Chebyshev-Optimized Newton-Schulz (CANS) Method

Updated 14 November 2025

CANS is a polynomial-iteration framework that combines the traditional Newton–Schulz method with Chebyshev-optimality to adapt to spectral properties for matrix function approximation.
It significantly improves convergence rates and reduces computational time in applications like deep learning optimizers and large-scale numerical linear algebra by leveraging efficient matrix multiplications.
Using techniques such as the Remez algorithm for higher-degree polynomials, CANS offers exponential error reduction while maintaining scalability on modern parallel architectures.

The Chebyshev-Optimized Newton-Schulz (CANS) method is a polynomial-iteration framework for matrix function approximation, specifically tailored for tasks that involve matrix inversion, inverse square roots, or matrix orthogonalization. It synergistically combines the structure of Newton–Schulz (or Hotelling’s) iteration with the minimax property of Chebyshev polynomials, resulting in a spectrally-aware, highly parallelizable, and computationally efficient approach. CANS has demonstrated measurable improvements in convergence and wall-clock performance for large-scale numerical linear algebra, deep learning optimizers (such as Muon), and constrained optimization on matrix manifolds, among other applications (Grishina et al., 12 Jun 2025, Bergamaschi et al., 2020).

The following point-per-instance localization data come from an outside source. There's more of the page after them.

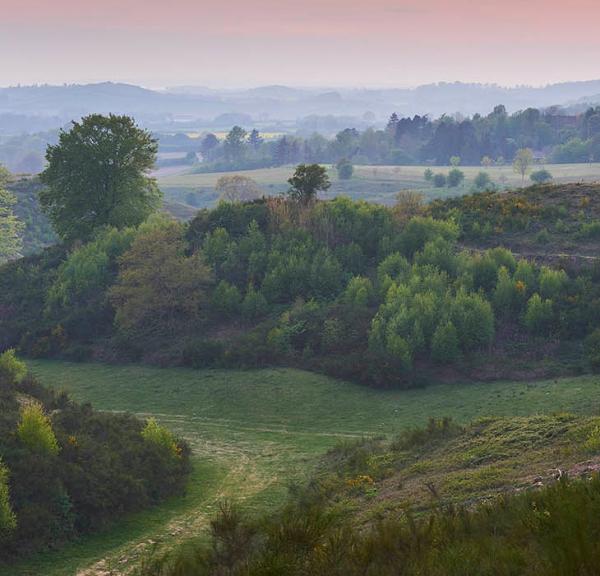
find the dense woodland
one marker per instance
(66, 470)
(488, 285)
(385, 296)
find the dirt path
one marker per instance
(124, 560)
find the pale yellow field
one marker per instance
(401, 176)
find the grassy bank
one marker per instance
(255, 432)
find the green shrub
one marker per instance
(12, 369)
(203, 353)
(8, 520)
(590, 229)
(420, 230)
(592, 349)
(474, 320)
(254, 304)
(539, 316)
(506, 293)
(445, 344)
(160, 436)
(359, 292)
(333, 334)
(551, 282)
(226, 299)
(35, 430)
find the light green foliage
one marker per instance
(445, 344)
(552, 282)
(592, 349)
(474, 320)
(539, 316)
(10, 226)
(506, 294)
(97, 176)
(525, 274)
(156, 434)
(333, 334)
(254, 304)
(503, 257)
(592, 442)
(226, 299)
(35, 430)
(406, 321)
(8, 520)
(439, 253)
(89, 269)
(393, 268)
(306, 414)
(420, 230)
(359, 292)
(12, 369)
(326, 275)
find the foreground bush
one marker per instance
(67, 470)
(550, 532)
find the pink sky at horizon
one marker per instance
(326, 42)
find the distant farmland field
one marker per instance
(371, 183)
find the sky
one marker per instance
(238, 43)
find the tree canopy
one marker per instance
(307, 181)
(97, 175)
(10, 226)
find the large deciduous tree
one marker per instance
(307, 181)
(97, 175)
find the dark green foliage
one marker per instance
(203, 353)
(592, 349)
(37, 233)
(545, 532)
(97, 176)
(359, 291)
(307, 181)
(72, 470)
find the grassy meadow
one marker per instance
(372, 183)
(253, 433)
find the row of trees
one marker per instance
(302, 273)
(495, 138)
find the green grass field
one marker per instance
(255, 432)
(372, 183)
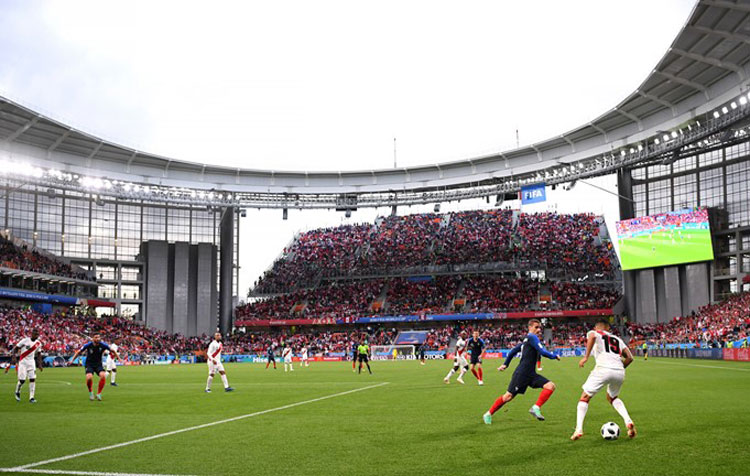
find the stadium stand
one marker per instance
(21, 256)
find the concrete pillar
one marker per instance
(226, 247)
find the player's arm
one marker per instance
(515, 350)
(38, 358)
(534, 341)
(627, 357)
(590, 341)
(78, 352)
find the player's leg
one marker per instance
(21, 380)
(613, 397)
(90, 383)
(547, 389)
(32, 384)
(581, 409)
(102, 382)
(452, 371)
(499, 402)
(464, 369)
(224, 379)
(210, 379)
(473, 369)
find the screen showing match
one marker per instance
(667, 238)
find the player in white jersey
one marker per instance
(612, 357)
(27, 355)
(287, 354)
(110, 365)
(460, 364)
(213, 357)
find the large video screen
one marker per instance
(667, 238)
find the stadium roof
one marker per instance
(705, 68)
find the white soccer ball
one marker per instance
(610, 431)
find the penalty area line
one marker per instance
(703, 366)
(84, 473)
(183, 430)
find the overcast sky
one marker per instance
(322, 85)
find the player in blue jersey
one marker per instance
(525, 375)
(94, 350)
(355, 355)
(270, 357)
(475, 345)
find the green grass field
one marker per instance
(659, 250)
(692, 417)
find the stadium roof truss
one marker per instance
(699, 88)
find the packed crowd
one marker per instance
(64, 332)
(24, 258)
(570, 296)
(566, 242)
(395, 243)
(427, 295)
(712, 325)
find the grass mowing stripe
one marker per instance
(197, 427)
(704, 366)
(83, 473)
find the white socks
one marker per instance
(620, 407)
(583, 407)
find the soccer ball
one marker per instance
(610, 431)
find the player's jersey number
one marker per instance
(611, 344)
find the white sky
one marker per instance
(327, 85)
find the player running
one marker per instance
(94, 350)
(111, 364)
(270, 356)
(612, 358)
(27, 355)
(213, 358)
(363, 351)
(459, 361)
(287, 354)
(524, 375)
(355, 355)
(476, 347)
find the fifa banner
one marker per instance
(713, 354)
(423, 317)
(533, 194)
(742, 355)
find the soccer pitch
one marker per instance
(691, 416)
(659, 249)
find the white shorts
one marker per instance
(26, 371)
(214, 369)
(600, 376)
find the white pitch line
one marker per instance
(704, 366)
(197, 427)
(84, 473)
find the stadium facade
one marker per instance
(680, 139)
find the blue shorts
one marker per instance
(521, 381)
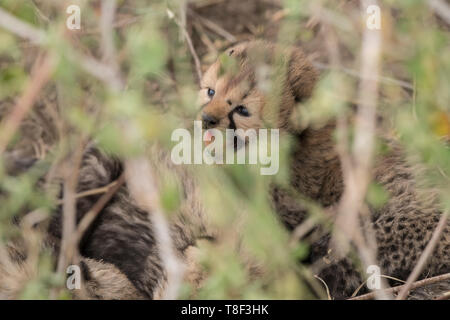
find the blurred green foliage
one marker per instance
(153, 54)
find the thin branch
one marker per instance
(357, 161)
(356, 74)
(415, 285)
(71, 170)
(107, 41)
(92, 192)
(213, 26)
(198, 66)
(424, 257)
(21, 28)
(144, 191)
(41, 74)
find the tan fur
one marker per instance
(403, 226)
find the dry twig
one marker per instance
(415, 285)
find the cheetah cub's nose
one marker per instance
(209, 121)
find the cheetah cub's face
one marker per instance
(255, 85)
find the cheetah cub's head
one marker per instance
(255, 85)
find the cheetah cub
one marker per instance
(234, 95)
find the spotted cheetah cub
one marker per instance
(234, 95)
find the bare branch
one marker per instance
(356, 163)
(198, 67)
(415, 285)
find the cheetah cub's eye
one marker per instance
(211, 92)
(243, 111)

1. Classical Newton–Schulz Iteration and Its Limitations

The Newton–Schulz iteration is a canonical matrix-only method for computing the matrix inverse or its inverse square root, appealing for its exclusive use of matrix multiplications, which are highly efficient on modern parallel computing architectures:

$X_{k+1} = \frac{1}{2} X_k (3I - A X_k^2)$

for the inverse square root problem, converging quadratically provided $\|I - A X_0^2\| < 1$ . The method is also applicable to orthogonalization, where, given a rectangular $X$ , one iterates: $X_{k+1} = \frac{3}{2} X_k - \frac{1}{2} X_k (X_k^T X_k) X_k.$ However, the scalar coefficients (e.g., $\frac{3}{2},-\frac{1}{2}$ ) are fixed as Taylor approximants about the expansion point $t=1$ , and do not adapt to the spectral distribution of the matrix at hand. This lack of spectral adaptivity imposes limitations on convergence speed and error uniformity, especially in cases where the eigenvalues of the input matrix are poorly clustered or widely spread (Grishina et al., 12 Jun 2025, Bergamaschi et al., 2020).

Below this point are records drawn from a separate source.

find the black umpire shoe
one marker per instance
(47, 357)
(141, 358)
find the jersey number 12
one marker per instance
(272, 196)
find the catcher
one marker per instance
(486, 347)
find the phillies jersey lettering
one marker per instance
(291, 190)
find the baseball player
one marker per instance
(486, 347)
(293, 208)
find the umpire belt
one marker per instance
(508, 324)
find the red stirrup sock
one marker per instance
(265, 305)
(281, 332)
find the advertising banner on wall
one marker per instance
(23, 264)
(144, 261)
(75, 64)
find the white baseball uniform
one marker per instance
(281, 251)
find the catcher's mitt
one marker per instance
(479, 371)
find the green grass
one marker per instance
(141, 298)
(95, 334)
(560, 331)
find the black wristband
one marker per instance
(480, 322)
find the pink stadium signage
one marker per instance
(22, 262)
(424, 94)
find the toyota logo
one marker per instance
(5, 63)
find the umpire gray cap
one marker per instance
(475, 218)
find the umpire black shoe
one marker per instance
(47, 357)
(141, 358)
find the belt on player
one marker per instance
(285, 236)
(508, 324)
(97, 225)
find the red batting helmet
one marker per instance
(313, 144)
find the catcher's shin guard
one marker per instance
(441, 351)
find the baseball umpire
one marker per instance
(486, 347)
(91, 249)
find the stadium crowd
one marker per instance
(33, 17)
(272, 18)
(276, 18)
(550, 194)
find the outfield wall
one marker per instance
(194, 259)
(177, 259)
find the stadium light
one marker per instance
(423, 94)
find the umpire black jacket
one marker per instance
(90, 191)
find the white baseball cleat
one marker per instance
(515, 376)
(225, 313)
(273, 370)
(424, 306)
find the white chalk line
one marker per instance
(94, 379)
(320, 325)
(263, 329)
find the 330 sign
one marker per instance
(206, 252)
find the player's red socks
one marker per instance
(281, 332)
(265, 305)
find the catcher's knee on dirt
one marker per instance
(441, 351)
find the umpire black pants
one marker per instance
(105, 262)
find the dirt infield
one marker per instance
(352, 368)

2. Chebyshev-Optimality: Deriving Spectrum-Aware Polynomial Updates

CANS introduces Chebyshev-optimality to the construction of matrix polynomial iterations. For the cubic case, the goal is to find the best odd cubic polynomial $p(x) = \alpha_1 x + \alpha_3 x^3$ minimizing the maximum uniform deviation $\epsilon$ from unity on the spectral interval $[a, b]$ : $\varepsilon = \max_{x\in[a,b]} |p(x) - 1|.$ Applying Chebyshev’s alternance theorem, there exist extremal points $x_0, x_1, x_2$ with alternating error, yielding explicit closed-form optimal coefficients: $a_1 = \frac{2(a^2 + ab + b^2)}{D}, \quad a_3 = -\frac{2}{D}, \ \text{with}\quad D = 2 \left( \frac{a^2 + ab + b^2}{3} \right)^{3/2} + a^2 b + ab^2.$ Thus, the cubic CANS update is: $X_{k+1} = X_k p(X_k^T X_k) = \frac{2}{D} \left( (a^2 + ab + b^2) X_k - X_k (X_k^T X_k) \right).$ This analytic solution is only available in the cubic case; for higher degrees, the construction is performed numerically.

3. Remez Algorithm and Higher-Degree CANS Polynomials

For higher-order odd-degree polynomial approximations ($2n-1 > 3$), CANS employs a discrete Remez algorithm on the spectrum interval $[a, b]$ :

Initialize with a set of alternation points $a = x_0 < x_1 < \cdots < x_n = b$ .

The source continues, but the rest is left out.